Dengan demikian sesungguhnya segala macam kampanye anti-terorisnie yang
dilancarkan Bush selama ini tidak lain adalah bagian dari skenario besar dirinya
agar tetap diakui sebagai presiden Amerika yang memiliki legitimasi yang kuat
baik didalam maupun diluar Amerika. Berdasarkan pertimbangan ini pemerintah
Indonesia harus lebih berhati-hati dalam menentukan sikap dalam berhubungan
dengan Amerika.
Sebab sikap pemerintah Bush saat ini akan sangat dipengaruhi oleh sukses dirinya
dalam mengelola perekonomian nasional. Artinya, jika dalam tahun 2002 hingga
akhir 2003 perekonomian Amerika semakin buruk maka besar kemungkinan
popularitas Bush akan semakin merosot.
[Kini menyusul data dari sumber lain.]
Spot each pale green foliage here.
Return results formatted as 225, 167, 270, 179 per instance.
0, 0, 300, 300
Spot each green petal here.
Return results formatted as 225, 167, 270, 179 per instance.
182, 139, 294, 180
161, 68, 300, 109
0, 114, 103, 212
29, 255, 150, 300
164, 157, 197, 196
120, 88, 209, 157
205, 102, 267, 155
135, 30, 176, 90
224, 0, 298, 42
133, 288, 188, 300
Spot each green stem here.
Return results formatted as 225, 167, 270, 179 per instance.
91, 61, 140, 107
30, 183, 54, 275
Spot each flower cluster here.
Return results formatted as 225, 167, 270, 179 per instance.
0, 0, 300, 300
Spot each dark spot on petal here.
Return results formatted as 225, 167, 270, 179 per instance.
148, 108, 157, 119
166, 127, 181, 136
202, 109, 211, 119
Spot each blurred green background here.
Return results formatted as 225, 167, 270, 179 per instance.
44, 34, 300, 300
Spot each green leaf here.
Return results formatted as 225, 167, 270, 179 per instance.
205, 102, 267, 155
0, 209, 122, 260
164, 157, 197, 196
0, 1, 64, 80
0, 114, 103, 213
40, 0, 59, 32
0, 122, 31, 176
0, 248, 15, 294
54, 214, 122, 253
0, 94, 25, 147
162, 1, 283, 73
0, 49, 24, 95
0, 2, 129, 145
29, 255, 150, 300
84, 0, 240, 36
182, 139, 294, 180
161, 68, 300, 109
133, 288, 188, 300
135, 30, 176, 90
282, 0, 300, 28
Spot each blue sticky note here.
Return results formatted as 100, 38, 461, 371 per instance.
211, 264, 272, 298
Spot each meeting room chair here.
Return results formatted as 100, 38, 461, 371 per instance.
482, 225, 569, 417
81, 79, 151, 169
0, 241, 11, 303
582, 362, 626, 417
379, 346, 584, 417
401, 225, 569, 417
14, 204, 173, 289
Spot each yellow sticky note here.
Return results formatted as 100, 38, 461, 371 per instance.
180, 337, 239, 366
Jika dalam tahun 2004 perekonomian
Amerika tidak menunjukkan perkembangan menyolok maka bisa diperkirakan
bahwa Bush akan dengan mudah dikalahkan oleh calon-calon presiden dari
Demokrat yang dalam tahun-tahun terakhir dikenal bertangan dingin dalam
urusan ekonomi dan kurang peduli dengan petualangan politik internasional yang

mereka pandang tidak produktif
Selanjutnya untuk menghadapi tekanan Amerika pemerintah Indonesia harus lebih
mengutamakan upaya pemulihan perekonomian bangsa dan jangan mudah
terpancing oleh tuntutan jangka pendek. Sebab selama perekonomian Indonesia
tidak mengalami perbaikan maka pemerintah ini akan tetap dianggap sebagai
pemerintah yang loyo, kurang memiliki harga diri serta tergantung pada uluran
bantuan asing. Dengan GNP amat sangat rendah (US$ 680) dan tingkat korupsi
amat sangat buruk (peringkat ke 98) wajar jika Amerika tidak lagi menganggap
Indonesia sebagai negara yang pantas dihormati. Oleh karena itu wajar jika
pemerintah Amerika dan kelompok anti-Indonesia di Amerika dengan mudah
mempermainkan Indonesia sekehendak hati mereka tanpa mempedulikan
akibatnya bagi jutaan penduduk Indonesia yang semakin hari semakin miskin.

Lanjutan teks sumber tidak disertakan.